The redundancy between radius_mean, perimeter_mean, and area_mean was expected once I thought about the geometry. What I didn't expect was how much it showed up visually — the pair plot panels for those three features are so similar they look like the same plot.

What genuinely surprised me was how little fractal_dimension_mean contributed. It has almost no separation between classes in the violin plot and very low correlation with diagnosis. It's a sophisticated-sounding measurement but turns out to be the least useful feature for this particular classification task.

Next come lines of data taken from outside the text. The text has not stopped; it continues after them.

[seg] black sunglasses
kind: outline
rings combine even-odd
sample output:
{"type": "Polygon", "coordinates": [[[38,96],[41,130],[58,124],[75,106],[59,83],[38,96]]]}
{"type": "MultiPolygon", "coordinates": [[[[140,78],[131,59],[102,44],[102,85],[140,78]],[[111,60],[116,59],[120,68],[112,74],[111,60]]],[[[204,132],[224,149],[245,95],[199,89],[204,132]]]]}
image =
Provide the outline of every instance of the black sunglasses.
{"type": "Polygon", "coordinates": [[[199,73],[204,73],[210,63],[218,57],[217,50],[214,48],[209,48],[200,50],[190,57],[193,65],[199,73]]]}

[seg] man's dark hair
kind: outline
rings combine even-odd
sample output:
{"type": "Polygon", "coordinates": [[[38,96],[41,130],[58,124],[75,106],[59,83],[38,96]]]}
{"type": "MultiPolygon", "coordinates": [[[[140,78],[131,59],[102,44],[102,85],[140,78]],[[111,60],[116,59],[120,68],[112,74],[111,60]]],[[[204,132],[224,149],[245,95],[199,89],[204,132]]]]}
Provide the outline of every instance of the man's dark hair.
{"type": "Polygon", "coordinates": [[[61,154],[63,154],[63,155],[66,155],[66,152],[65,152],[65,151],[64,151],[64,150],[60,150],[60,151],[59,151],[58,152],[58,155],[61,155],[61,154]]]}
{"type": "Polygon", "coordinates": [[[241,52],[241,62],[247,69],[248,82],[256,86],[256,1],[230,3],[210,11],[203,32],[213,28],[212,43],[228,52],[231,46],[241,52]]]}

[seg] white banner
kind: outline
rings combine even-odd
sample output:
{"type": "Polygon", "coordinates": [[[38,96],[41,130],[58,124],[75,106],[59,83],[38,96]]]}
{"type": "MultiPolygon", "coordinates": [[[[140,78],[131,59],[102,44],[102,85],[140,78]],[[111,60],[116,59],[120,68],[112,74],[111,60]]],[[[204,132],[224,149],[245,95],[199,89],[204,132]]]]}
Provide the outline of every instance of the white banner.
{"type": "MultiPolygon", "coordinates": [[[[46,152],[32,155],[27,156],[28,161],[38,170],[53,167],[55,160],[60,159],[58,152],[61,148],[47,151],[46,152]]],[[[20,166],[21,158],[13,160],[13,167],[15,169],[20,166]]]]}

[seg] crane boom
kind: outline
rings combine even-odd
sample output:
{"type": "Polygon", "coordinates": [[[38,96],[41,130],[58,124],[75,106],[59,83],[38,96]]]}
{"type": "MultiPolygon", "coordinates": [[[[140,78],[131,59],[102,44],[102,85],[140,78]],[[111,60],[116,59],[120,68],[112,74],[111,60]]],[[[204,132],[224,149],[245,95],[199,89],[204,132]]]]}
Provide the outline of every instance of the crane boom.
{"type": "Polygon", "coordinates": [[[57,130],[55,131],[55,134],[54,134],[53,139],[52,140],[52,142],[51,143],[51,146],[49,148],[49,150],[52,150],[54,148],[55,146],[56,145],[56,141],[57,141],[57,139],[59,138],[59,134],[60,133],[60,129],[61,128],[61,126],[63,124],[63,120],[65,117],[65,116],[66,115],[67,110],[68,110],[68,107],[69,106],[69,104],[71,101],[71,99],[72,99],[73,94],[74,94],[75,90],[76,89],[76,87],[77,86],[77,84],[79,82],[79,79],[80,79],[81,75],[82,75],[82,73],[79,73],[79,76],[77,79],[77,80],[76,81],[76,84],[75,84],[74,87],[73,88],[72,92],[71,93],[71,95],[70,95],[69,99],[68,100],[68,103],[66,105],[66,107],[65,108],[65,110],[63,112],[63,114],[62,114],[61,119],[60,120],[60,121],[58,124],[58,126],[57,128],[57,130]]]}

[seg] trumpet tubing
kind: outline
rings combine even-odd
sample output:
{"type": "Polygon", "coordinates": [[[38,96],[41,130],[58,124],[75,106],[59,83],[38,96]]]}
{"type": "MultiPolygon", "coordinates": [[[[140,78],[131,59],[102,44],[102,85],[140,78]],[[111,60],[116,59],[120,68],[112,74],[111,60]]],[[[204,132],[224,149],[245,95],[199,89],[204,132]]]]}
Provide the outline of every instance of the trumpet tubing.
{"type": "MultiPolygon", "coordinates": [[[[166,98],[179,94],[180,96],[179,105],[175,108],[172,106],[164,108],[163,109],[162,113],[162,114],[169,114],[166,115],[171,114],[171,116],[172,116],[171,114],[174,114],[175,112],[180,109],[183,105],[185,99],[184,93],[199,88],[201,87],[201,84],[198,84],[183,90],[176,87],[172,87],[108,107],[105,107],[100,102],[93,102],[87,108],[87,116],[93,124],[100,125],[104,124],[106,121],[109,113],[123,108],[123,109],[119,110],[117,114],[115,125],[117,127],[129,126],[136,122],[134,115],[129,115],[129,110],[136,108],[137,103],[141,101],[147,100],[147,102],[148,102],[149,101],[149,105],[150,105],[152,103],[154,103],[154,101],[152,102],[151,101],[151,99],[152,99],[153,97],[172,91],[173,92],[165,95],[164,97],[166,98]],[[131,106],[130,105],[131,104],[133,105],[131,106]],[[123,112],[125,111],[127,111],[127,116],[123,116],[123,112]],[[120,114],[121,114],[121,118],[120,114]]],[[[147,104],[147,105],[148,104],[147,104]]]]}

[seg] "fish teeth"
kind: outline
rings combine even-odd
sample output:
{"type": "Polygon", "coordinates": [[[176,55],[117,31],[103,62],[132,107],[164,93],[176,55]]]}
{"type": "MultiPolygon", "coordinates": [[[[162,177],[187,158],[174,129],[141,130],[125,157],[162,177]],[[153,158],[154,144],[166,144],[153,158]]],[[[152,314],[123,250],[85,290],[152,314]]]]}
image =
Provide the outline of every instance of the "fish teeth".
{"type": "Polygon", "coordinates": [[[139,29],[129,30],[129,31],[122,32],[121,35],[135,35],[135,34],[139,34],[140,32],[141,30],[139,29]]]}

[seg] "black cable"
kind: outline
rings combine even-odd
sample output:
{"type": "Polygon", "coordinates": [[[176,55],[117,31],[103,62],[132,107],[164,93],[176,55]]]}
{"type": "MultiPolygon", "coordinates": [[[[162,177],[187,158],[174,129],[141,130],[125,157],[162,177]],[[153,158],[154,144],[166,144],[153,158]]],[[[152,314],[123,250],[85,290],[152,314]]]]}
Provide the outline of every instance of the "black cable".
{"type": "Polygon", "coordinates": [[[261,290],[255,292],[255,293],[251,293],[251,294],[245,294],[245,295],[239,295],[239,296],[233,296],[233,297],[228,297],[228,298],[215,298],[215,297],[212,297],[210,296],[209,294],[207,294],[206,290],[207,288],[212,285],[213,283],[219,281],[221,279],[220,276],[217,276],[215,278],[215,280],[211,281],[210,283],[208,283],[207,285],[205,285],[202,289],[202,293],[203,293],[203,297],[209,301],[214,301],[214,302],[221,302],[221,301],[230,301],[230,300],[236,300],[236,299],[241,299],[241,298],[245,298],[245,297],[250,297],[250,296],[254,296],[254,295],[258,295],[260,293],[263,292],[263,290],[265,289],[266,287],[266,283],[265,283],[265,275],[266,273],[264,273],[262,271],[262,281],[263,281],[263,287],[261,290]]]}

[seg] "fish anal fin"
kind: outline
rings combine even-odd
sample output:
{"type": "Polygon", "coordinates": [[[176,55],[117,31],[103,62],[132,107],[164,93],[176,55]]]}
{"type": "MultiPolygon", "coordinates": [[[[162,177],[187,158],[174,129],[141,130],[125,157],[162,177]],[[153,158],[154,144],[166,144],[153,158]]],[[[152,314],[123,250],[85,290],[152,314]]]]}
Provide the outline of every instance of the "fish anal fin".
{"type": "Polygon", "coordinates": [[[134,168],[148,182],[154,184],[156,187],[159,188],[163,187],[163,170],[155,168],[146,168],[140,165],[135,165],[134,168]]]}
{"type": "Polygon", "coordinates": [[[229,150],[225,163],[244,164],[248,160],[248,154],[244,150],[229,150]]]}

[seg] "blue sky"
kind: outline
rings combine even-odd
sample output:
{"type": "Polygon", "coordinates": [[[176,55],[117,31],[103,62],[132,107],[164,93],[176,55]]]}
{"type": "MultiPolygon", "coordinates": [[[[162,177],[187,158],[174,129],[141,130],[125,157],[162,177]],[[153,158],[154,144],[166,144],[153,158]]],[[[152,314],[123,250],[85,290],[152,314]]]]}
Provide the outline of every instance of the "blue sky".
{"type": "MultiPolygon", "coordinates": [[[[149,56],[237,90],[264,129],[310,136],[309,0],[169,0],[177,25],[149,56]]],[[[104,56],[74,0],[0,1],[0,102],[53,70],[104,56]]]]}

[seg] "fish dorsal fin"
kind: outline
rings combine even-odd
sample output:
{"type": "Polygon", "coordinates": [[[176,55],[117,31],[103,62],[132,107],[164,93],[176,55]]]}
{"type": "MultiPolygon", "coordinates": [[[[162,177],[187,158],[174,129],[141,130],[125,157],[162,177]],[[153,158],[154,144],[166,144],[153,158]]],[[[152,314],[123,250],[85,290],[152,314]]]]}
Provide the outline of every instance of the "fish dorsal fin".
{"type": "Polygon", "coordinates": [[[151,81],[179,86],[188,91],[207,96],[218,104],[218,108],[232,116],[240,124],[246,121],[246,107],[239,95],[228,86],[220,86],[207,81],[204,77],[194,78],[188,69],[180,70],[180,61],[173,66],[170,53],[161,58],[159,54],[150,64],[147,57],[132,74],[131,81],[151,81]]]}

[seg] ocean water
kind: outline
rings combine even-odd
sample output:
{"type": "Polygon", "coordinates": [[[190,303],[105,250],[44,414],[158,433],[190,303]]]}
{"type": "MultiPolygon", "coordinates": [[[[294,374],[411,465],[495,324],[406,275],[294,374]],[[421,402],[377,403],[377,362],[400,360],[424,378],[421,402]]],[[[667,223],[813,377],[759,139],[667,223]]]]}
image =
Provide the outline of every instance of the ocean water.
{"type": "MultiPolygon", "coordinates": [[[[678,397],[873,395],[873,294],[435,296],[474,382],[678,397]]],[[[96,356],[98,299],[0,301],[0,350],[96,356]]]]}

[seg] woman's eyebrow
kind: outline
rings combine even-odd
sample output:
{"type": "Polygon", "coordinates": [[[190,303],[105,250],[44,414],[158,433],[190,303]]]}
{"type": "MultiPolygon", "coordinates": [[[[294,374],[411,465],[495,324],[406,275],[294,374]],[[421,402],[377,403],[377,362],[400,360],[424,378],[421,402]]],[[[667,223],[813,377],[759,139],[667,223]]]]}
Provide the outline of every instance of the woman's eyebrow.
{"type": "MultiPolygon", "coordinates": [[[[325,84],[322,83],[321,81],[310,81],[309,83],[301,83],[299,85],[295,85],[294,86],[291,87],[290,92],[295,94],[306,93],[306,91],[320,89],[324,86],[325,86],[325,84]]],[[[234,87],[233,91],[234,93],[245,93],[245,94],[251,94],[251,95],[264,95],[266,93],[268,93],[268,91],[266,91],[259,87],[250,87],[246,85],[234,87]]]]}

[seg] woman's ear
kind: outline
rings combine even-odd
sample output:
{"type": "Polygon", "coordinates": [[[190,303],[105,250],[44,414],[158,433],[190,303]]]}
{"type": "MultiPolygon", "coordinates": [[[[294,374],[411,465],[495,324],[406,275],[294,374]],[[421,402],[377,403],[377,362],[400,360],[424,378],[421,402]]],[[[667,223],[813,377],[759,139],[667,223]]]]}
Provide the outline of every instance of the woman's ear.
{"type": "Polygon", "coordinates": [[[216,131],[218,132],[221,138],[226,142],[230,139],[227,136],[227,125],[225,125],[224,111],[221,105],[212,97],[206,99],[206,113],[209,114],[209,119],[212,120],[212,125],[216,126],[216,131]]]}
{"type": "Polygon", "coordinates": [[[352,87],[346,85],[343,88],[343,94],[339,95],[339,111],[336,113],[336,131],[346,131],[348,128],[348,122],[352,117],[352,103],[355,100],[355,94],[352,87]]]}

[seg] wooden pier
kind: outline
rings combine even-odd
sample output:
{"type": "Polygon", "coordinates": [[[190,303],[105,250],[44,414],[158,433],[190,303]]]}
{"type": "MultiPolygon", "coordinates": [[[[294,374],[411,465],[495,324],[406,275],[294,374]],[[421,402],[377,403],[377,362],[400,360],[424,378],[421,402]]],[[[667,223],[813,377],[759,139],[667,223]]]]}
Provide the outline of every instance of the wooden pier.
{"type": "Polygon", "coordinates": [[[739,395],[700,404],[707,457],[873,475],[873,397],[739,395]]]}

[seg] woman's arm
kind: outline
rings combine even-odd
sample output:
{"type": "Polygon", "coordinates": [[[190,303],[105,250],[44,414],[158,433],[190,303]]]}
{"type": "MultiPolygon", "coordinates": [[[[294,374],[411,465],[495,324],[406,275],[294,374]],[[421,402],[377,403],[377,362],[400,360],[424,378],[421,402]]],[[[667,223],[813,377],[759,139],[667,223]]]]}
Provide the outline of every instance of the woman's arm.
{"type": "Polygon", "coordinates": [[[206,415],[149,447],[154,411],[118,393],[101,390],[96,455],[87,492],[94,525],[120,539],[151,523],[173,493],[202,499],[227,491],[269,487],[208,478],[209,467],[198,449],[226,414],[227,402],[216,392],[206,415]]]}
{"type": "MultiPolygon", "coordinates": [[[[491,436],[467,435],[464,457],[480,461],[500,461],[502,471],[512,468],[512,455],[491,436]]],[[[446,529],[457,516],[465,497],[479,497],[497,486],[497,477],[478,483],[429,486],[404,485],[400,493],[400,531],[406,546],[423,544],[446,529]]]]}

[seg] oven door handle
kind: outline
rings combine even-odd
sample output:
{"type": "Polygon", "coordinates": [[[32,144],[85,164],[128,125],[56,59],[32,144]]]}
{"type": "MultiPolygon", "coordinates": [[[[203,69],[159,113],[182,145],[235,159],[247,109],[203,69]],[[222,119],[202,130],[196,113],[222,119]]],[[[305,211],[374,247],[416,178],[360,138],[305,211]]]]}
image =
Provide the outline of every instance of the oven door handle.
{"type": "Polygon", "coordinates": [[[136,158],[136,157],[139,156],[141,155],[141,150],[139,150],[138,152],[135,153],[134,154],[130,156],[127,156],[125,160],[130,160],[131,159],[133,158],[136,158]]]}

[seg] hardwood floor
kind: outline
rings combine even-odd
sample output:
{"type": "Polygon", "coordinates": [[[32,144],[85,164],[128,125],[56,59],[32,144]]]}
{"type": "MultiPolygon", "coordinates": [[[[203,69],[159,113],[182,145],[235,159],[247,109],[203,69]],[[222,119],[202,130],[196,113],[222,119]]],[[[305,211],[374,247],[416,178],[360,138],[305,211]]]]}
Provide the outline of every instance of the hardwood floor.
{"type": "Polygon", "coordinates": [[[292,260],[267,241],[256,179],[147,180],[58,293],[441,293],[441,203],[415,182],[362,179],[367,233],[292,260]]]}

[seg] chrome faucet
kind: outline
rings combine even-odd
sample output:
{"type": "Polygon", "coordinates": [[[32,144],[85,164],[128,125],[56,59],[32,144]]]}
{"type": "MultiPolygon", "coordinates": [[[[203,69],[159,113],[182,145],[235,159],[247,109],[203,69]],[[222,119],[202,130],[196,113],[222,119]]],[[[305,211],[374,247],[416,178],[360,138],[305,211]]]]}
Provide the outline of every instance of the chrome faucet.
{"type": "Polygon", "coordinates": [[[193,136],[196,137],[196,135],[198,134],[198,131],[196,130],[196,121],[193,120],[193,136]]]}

The lesson from this dataset is that domain knowledge matters in EDA. The geometric relationship between radius, perimeter, and area is obvious once stated, but I only noticed the multicollinearity problem because I built the correlation heatmap. Visualisation found what intuition missed.

What Comes Next

The logical next steps from an EDA like this would be:

1. Feature selection — drop the redundant size features or apply PCA
2. Compare classifiers: random forest, SVM, gradient boosting
3. ROC curve analysis to understand the precision/recall tradeoff
4. Cross-validation instead of a single train/test split
5. Calibration — logistic regression probabilities are relatively well-calibrated, but it's worth checking

For a production screening tool you'd also want to think carefully about the cost matrix — the penalty for a false negative in cancer diagnosis is much higher than a false positive, and that should directly influence the model selection and threshold choice.

This project reminded me that EDA isn't just a preliminary step before the "real" modelling work. Understanding your data well — its structure, its redundancies, its class balance — directly determines which models are appropriate and how you should evaluate them.